Quels sont les principaux obstacles que rencontre un label russe de taille
moyenne comme Exotica ?
Le
principal obstacle au développement du label est la grande indifférence
envers toute musique non-conformiste. Tout ce qui n’est pas formaté pop rock
FM pour les chaînes musicales. Les directeurs de programmes ne pensent qu’en
terme de profit immédiat, d’audience maximum. Leur rigidité s’oppose à
l’enthousiasme des Djs de radio et des producteurs télé, dont beaucoup sont
nos amis. La situation a franchit le seuil de l’absurde. Récemment, le
directeur marketing d’une Major moscovite se plaignait à moi du fait que
seule les productions occidentales passent en rotation sur les chaînes MTV
et Muz-TV. Que dire donc du monde musical russe ? Pas un seul morceau
instrumental n’est accepté à la radio, quelque soit le genre. Même
Tchaïkovski serait rejeté ! La seule radio avec qui nous avons collaboré
« station 2000 » a rapidement disparu. Le second problème est évidement le
piratage, qui a habitué le public à des prix extrêmement bas sur les CDs.

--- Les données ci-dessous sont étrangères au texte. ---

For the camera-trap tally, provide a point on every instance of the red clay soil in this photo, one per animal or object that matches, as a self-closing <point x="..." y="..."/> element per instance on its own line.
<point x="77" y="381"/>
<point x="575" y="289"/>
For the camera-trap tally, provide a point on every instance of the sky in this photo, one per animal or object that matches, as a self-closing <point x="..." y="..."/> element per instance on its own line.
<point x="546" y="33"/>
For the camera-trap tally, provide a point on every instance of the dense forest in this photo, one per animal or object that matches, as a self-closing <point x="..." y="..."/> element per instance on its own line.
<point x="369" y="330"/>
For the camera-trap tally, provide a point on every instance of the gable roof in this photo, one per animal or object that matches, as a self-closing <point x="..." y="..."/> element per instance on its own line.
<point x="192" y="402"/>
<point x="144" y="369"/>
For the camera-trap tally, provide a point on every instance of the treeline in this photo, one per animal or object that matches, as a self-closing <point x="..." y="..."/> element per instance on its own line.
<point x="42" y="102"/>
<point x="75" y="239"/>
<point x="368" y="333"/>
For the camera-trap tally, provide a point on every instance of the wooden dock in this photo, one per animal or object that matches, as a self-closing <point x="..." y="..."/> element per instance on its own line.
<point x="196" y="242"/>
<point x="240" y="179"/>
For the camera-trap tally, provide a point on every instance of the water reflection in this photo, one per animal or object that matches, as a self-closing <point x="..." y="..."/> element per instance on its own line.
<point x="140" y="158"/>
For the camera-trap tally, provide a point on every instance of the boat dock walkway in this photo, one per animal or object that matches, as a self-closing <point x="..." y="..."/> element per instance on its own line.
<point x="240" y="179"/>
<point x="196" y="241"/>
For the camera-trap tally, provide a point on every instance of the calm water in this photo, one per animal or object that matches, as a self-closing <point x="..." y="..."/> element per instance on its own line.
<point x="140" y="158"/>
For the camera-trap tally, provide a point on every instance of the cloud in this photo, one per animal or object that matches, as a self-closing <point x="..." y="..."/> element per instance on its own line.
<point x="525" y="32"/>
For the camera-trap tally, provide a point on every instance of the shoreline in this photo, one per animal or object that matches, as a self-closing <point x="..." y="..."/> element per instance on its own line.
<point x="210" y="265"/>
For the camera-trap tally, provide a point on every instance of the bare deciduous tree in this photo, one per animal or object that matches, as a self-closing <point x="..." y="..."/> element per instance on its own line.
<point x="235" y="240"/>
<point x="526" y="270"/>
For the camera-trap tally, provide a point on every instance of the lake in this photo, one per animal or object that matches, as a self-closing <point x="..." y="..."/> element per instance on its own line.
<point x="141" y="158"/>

Et
enfin, l’absence à l’heure actuelle d’un réseau de distribution digne de ce
nom.
Quels artistes du label sont le plus susceptibles de plaire à l’étranger ?

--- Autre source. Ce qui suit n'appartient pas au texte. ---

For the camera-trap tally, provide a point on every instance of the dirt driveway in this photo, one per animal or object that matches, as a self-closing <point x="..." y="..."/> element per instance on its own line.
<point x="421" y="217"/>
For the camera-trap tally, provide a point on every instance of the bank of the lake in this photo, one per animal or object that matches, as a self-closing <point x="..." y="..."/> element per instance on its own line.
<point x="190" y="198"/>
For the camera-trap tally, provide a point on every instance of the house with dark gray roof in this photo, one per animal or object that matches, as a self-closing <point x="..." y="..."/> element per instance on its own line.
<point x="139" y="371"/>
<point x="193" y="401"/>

Certains de nos musiciens ont déjà connu des succès à l’étranger : Ole
Lukkoye fait des tournées chaque année en Europe. Les ventes de leur dernier
album « Christal Crow Bar » a vendu environ 10 000 exemplaires en Allemagne.

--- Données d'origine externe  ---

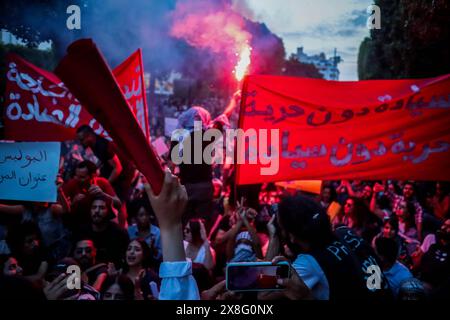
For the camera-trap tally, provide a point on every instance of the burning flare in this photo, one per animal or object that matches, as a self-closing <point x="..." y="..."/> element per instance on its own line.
<point x="244" y="62"/>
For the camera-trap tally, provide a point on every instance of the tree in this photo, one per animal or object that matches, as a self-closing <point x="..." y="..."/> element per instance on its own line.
<point x="413" y="42"/>
<point x="38" y="21"/>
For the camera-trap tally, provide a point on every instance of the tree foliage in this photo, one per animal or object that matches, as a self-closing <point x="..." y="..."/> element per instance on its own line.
<point x="413" y="42"/>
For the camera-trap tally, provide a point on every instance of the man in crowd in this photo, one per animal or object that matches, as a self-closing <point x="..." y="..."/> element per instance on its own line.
<point x="408" y="196"/>
<point x="113" y="164"/>
<point x="83" y="187"/>
<point x="110" y="240"/>
<point x="85" y="254"/>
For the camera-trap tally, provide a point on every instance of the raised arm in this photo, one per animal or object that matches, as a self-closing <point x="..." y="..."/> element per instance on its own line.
<point x="175" y="272"/>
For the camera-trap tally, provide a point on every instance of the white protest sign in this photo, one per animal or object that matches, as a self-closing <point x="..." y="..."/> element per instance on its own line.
<point x="28" y="171"/>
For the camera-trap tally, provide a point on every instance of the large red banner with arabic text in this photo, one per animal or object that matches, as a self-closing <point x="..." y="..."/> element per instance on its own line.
<point x="38" y="107"/>
<point x="326" y="130"/>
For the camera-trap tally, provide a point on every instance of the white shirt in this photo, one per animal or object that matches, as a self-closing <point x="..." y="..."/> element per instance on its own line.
<point x="201" y="254"/>
<point x="177" y="281"/>
<point x="312" y="274"/>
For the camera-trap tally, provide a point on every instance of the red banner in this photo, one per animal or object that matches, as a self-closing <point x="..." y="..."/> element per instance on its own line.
<point x="130" y="76"/>
<point x="326" y="130"/>
<point x="107" y="103"/>
<point x="38" y="107"/>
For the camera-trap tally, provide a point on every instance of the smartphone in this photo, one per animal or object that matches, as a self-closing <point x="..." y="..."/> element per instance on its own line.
<point x="256" y="276"/>
<point x="273" y="209"/>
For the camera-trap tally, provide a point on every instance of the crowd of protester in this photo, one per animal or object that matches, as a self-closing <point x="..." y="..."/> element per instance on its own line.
<point x="131" y="244"/>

« Volga » a fait un concert devant 100 000 personnes lors du plus gros
festival Allemand de Burg Herzberg. Les Albums de « Vidi Ryb » sont
distribués par Staalplat en Europe par Soleilmoon aux Etats-Unis. Le premier
album de « Los Chicatilos » est devenu un collector 2 mois seulement après
sa sortie, et la même chose est arrivée à nos compilations « Dis les
nouvelles à Tchaïkovski ».
Certains journalistes ont écrit qu’il était difficile d’identifier un son
spécifique à la scène électronique russe.
Qu’en pensez-vous ?
Mais
qu’ont-ils donc écouté ? J’ai fait écouter des disques du label à un certain
nombre de connaisseurs occidentaux et tous ont marqué leur surprise et
exprimé un grand intérêt pour nos productions. Nos groupes sont constamment
sollicités à l’étranger. Rien que dans la dernière moitié de 2002, Nuclear
Los (Elan nuclaire) a été invité au festival d’Helsinki, Bigoudi en
Allemagne, Los Chicatilos en Suède. Mais le champion pour cela, c’est Alexei
Borisov et son projet F.R.U.I.T.S. Il a parcouru France, Belgique, Autriche
et Finlande. En plus il va aller jouer au Sonar de Barcelone. C’est pourquoi
je pense qu’il est grand temps de parler d’un son russe.
Si
vous aviez à choisir – mettons 5 groupes – pour présenter une émission sur
MTV-Europe sur la scène électronique russe, lesquels choisiriez-vous ?
Pour donner un
aperçu des différentes esthétiques, je dirais :
Bigoudi (retrofuturism/loungecore),
Volga (ethnoelectronic),
Zoom.Ra (experimental
funk/hip hop/electro),
Nuclear Los (trip hop/downtempo),
Brothers In Mind (electro/loungecore).